Es gibt in diesem ganzen Prozess auch wichtige Herausforderungen, die geklärt und bearbeitet werden müssen. Diese seien hier nur ansatzweise genannt:

  • Welche Rolle spielt die Kirchenmitgliedschaft in diesen neuen Gemeinden, weil sie sich ja vorrangig an nichtkirchliche Menschen richtet? Aus der Beteiligung und dem Mitwirkenden von Nicht-Mitglieder ergibt sich die Frage, wofür kirchliches Geld ausgegeben werden soll. Diese Frage muss irgendwo entschieden werden (und wird ja auch in Deutschland aktuell breit diskutiert, wie der Essay von Erik Flügge zeigt).
  • Welche informellen Wege sind für eine Beteiligung möglich, wie beispielsweise Kommunikation über WhatsApp?

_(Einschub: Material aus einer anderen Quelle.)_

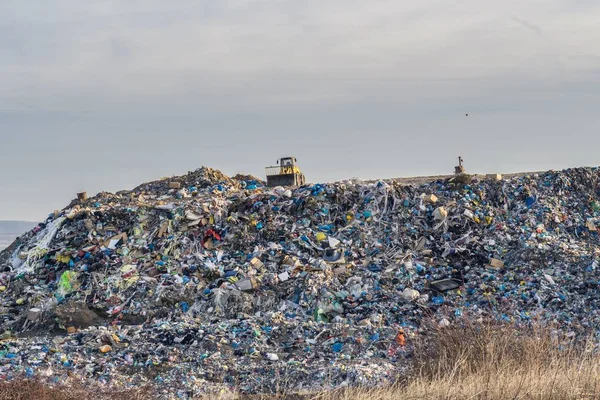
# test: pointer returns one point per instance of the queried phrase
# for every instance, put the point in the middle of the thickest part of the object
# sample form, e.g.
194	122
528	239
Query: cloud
99	54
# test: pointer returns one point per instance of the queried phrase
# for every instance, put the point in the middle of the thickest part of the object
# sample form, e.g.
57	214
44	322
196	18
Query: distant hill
9	230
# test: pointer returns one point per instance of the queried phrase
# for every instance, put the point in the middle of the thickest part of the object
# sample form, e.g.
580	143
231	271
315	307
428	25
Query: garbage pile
205	281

Wie flexibel sind wir als Kirche da mit den neuen Datenschutzgesetzen?
  • Die katholische Kirche in Deutschland lebt ein Territorialprinzip. Eine Gemeindeneugründung müsste also einer Pfarrei zugeordnet werden. Wie kann diese Anbindung geschehen und wo entstehen daraus auch Gefahren für das Neue durch Abwertung oder Vereinnahmung?
  • Wie gelingt die notwendige neue Rollenfindung bei Hauptamtlichen und Ehrenamtlichen, wenn Ehrenamtliche immer mehr Verantwortung übernehmen und Hauptamtliche immer mehr zu Ermöglicher*innen werden (sollen)? Und dazu passt die Frage, welche theologische Fortbildung es für die mitarbeitenden Laien braucht?

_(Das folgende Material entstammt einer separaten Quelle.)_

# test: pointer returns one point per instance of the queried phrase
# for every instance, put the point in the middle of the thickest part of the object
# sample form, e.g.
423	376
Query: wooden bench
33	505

Mir persönlich imponiert an diesem Prozess, dass nach einer ehrlichen Analyse eine mutige Richtungsentscheidung getroffen wurde, um die kirchliche Praxis grundlegend zu verändern und zu erweitern. Beide Faktoren können ermutigend und beispielhaft vor allem für die katholische Kirche in Deutschland sein, denn Gemeindeneugründungen sind hier die Ausnahme.

Zum Weiterlesen

Vielen Dank an Martijn Vellekoop, den Koordinator des Pionierprogramms, für die Anregungen. Er hat kirchenentwicklung.de auch zwei Broschüren in deutscher Sprache zur Verfügung gestellt, die wir hier gerne zum Download zur Verfügung stellen:

 

1 Der Gemeindebegriff wird in Deutschland sehr kontrovers diskutiert. Im Erzbistum Hamburg zeichnet sich eine Gemeinde u.a. dadurch aus, dass sie sich regelmäßig zur Eucharistie versammelt. Im Bistum Münster liegt der Schwerpunkt der Definition auf der Christusmitte und dem Sendungsimpuls, in anderen Diözesen werden andere Schwerpunkte gesetzt. Ich möchte diese pastoraltheologische Diskussion an dieser Stelle nicht führen, weise aber darauf hin, dass dies mit bedacht werden muss.